Гунька не успел ответить — из кухни примчалась Цирля с трубкой в зубах. Не стала при мирской деточке летать, солнышко наше мохнатое.
— Ой, Паша, какая у вас киса умная. Вы ее дрессировали?
— Нет, это она думает, что мы с Лилькой дрессированные, команду «Жрать давай!» исполняем.
— Алло! Алло! — заголосила было Жека в трубку. — Вы где сейчас? А?
А я тем временем в кухню вошла. Улыбнулась вежливо: дескать, рада была встрече и все прочее, но вот ко мне пришли гости с визитом, а посему…
— Видишь, к Лильке ее баба приехала, им сейчас не до нас будет. Пошли, я тебя до метро провожу, что ли… — подыграл мне Гунька. Понимает, что мне сейчас за собственную честь вступаться не с руки, вот и тешится… Вырастили мы, ничего не скажешь… Одно слово, enfant terrible!
Даша на меня посмотрела с каким-то восторженным ужасом и засобиралась стремительно:
— Да не надо метро, я же на машине приехала…
— Ну, значит, до машины. — Гунька, вышколенный в свое время Старым, подал барышне руку, помогая подняться с шаткого кухонного дивана.
— Спасибо… за чай.
— Да не вопрос, ты давай не теряйся, что ли, — теперь Гуня лавировал в прихожей между тремя дамами и одной крылаткой, пытаясь всем угодить и ни на кого не наступить. Сейчас еще телефончик у деточки попросит, я просто уверена.

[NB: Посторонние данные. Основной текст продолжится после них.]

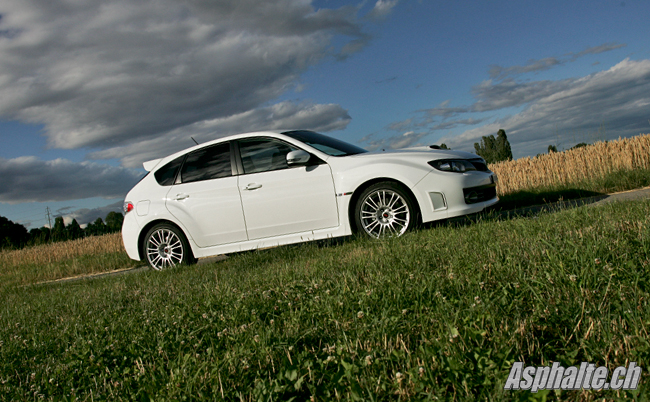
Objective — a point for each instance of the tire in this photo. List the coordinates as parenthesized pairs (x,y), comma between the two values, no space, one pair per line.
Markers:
(385,209)
(165,246)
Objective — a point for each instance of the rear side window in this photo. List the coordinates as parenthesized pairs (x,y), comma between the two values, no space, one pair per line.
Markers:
(165,175)
(208,163)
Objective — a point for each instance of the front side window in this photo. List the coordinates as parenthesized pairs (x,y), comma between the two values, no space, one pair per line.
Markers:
(263,154)
(208,163)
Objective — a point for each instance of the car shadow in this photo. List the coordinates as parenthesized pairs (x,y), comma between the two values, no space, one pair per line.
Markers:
(523,204)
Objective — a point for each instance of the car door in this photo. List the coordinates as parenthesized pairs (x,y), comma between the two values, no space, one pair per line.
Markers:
(279,199)
(205,197)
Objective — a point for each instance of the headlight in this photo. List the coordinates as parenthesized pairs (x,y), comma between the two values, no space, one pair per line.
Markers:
(453,165)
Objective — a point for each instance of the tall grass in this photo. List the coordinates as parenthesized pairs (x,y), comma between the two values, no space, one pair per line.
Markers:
(64,259)
(573,167)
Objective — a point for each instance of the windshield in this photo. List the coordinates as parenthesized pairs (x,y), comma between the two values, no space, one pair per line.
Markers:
(323,143)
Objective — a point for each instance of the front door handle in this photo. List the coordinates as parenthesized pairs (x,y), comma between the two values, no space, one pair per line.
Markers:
(253,186)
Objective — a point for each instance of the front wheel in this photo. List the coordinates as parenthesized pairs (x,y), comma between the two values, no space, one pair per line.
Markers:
(385,209)
(165,246)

— У тебя номер аськи какой? — буркнул Пашка, воюя с гардеробной вешалкой. — Наизусть помнишь?
Детка назвала несколько трехзначных цифр, вроде на телефон не похоже, скорее на шифровку. Ну да и ладно. Павлик девочке плохого не сделает, нам бы ее сейчас отправить восвояси.
— Сигарет мне купи! Слышишь? Вот прям сейчас, срочно, ну пожалуйста! — надсаживалась Жека в телефон. А потом снова охнула: — Они уже в лифте поднимаются.
— Фигасе… — отозвалась я, чувствуя себя персонажем какой-то пошлой оперетки. Все куда-то спешат, все друг с другом сталкиваются, сплошная путаница, суета и ничего серьезного. Хоть бы ничего серьезного, а?
Все-таки не зря Евдокия три жизни назад была гимнасткой на трапеции: ногами она как-то быстрее соображала, чем головой. Сразу метнулась из коридора на лестницу, мелькнув колготами невыразимого цвета бордо — собиралась собой выход из лифта перекрывать. Можно сказать, прямо телом на амбразуру. Старого только к нам пропустила, а остальные так и оставались в тесной кабинке. Но нашей Дашеньке сейчас и одного Старого было достаточно.